De zondag was voor ons meisjes van het pad en van de ouwe weg altijd de dag van het touwtje springen. Dat gebeurde steevast op de hoek Lagedijk/Hazepad, waar oude Nanning de schilder woonde. Diens huis had een zijraam met een uitgebouwde houten punt bedekt met lood, als ik het goed heb. Degene van ons die ‘op was ging lekker op die punt zitten. Buurman Nanning met zijn witte sikje kwam dan naar buiten, nee, niet om ons een standje te geven maar om aan elk kind een snoepje uit te delen.
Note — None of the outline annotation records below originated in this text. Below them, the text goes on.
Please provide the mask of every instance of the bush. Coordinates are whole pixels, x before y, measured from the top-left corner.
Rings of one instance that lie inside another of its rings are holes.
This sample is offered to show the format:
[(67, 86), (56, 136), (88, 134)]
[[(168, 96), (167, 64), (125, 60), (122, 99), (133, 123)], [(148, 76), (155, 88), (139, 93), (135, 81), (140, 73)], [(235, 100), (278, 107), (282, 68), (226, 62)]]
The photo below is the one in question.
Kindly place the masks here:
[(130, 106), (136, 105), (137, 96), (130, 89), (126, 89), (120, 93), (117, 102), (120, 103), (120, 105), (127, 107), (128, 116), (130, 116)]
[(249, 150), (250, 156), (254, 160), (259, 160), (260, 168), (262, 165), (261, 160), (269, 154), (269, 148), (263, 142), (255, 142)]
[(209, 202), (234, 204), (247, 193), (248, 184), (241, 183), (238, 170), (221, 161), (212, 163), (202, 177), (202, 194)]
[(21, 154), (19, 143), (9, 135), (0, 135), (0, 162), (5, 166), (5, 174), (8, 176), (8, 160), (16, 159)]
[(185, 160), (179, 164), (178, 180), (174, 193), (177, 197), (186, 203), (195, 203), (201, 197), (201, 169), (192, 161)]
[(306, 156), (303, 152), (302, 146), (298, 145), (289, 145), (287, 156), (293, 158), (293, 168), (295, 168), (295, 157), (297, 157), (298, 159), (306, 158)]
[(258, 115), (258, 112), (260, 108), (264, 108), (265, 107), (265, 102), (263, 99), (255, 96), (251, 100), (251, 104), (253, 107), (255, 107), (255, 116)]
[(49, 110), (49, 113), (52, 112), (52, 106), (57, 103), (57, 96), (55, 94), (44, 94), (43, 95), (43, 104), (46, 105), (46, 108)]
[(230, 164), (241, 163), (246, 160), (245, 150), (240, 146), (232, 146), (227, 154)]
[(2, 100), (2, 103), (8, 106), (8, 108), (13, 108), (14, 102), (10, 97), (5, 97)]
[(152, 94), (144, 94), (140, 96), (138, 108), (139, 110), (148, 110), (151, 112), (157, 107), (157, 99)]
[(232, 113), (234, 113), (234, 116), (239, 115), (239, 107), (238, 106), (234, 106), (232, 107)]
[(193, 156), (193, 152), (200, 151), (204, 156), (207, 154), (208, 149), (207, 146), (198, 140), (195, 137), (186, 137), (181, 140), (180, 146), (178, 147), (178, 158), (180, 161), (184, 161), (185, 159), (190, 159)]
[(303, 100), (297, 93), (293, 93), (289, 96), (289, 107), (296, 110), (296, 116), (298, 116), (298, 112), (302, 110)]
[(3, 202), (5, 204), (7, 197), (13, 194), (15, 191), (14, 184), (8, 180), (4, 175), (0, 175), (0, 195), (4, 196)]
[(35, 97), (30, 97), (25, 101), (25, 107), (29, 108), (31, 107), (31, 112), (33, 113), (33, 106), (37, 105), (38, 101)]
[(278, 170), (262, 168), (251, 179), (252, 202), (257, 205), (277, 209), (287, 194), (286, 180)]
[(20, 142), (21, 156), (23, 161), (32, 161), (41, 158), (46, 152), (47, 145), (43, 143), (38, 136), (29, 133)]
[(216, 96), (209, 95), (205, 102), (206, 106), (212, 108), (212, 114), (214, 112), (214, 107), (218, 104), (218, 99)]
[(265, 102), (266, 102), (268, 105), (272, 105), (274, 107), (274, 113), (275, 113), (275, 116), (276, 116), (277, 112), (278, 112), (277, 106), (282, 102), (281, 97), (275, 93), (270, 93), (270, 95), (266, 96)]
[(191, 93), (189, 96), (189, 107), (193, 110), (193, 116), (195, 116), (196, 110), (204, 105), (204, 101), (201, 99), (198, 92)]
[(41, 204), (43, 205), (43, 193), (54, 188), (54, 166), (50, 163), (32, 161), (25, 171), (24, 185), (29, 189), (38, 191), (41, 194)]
Een vreselijk aardige buurman was die Nanning, geheelonthouder en socialist in hart en nieren.”
Hoewel ik nog een tijdje zo door kan gaan, wil ik het hierbij maar laten. Geboren en opgegroeid ‘op’ het Hazepad, in een volksbuurt je met z’n wel en wee, z’n kommer en kwel, ben ik heel dankbaar dat ik dat stukje van Oud-Zaandijk heb mogen proeven en beleven. Als ik het Zaandijk-van-nu zie, verlang ik met weemoed in het hart vaak naar dat goeie, ouwe Zaandijk-van-toen!
(bron: Herinneringen aan ‘Achter de kerk’ van mevrouw T. Bas en de heer G. Schaap)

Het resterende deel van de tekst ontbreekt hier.